The rideshare company acquired Nokia Maps for $3 billion a couple of years ago. Although Uber was using Google Maps at the time, the explanation for the M&A was that, Nokia Maps could report both route-wise and lane-wise traffic conditions in realtime. Uber was expected to eventually replace Google Maps with Nokia Maps in its rideshare and food delivery apps. Given that both Uber and Uber EATS still run on Google Maps, not sure when that “eventually” is going to happen.

As a matter of fact, Google itself acquired an Israeli mapping app called Waze for a billion dollars a few years ago. Waze uses crowdsourcing and is reportedly much better than Google Maps at reporting route diversions and roadworks in realtime. Waze is quite popular in the USA but, from what I’ve seen, it’s not too well known in the rest of the world. And, even in the US, Uber and Lyft, the two most popular rideshare companies, don’t use Waze.

Quora Answer Link: https://qr.ae/pNnh6C

ADDENDUM: HOW DOES TURN-BY-TURN NAVIGATION WORK?

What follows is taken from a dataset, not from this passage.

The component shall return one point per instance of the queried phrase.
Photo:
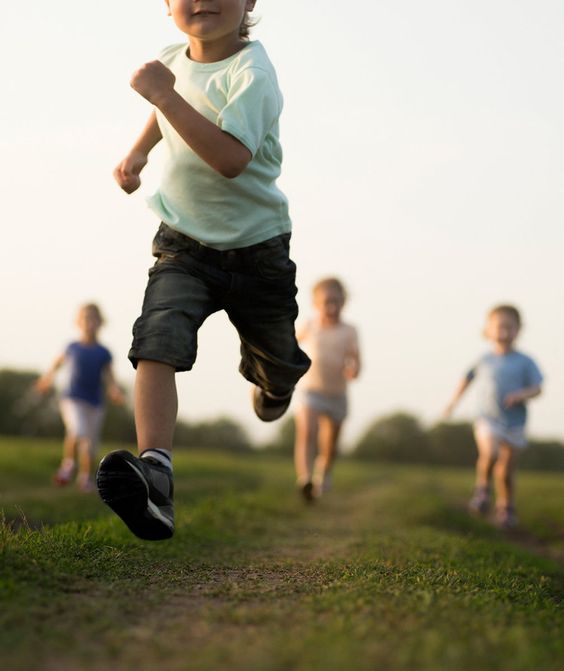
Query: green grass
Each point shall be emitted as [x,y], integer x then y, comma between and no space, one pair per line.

A turn-by-turn navigation system is a combination of hardware and software that provides an automobile driver with one or more motorable routes between Point A and Point B on the surface of the Earth. It comprises the following three key components:

  1. GPS. More precisely, GPS Receiver. This is a chip installed in the system, whether it’s a smartphone or dedicated satnav system. GPS looks up a combination of four geostationary satellites and tells the “LatLong” i.e. latitude and longitude of the driver’s location on the surface of earth. (According to some accounts, GPS also reports altitude but it’s supposed to highly inaccurate. But we can ignore that in the present context because it does not involve flying!)
  2. Map. It shows roads, buildings, water bodies, bridges, and other elements of the terrain. High end maps also contain information regarding speed radars, gas stations, and rest areas on the way.
  3. Algorithm. This is a program that computes the route from starting point (typically where the GPS is) to the ending point (which is manually entered by the driver on the map at the start of the journey) and projects it on the map. It does this by finding all available pathways (interconnection of motorable roads, bridges over waterbodies on the way) and their condition (speed limit under normal times, traffic disruptions if any caused by accidents, lane closures, etc.) – in short, “quantity” and “quality” of pathways. “Quantity” is a fairly straight forward geometrical calculation. Quality is assessed from updates received from smartphones in the route via Mobile Internet or piped in from dedicated FM frequencies. In addition, the algorithm also informs the driver as s/he reaches every turn and tells him or her whether to turn left, turn right or go straight. Ergo turn-by-turn navigation. Since there could be multiple routes between any two points, the algorithm computes and displays all available routes, and either lets the driver select one manually, or computes the “best route” based on fastest route, route with the least toll, and other “constraints” specified by the driver.

When these three components work together, the driver gets a motorable route between point A and point B.

While a turn-by-turn navigation system is often branded by one of its component parts – Garmin GPS, Google Maps, and TomTom SatNav – it needs all three components to work.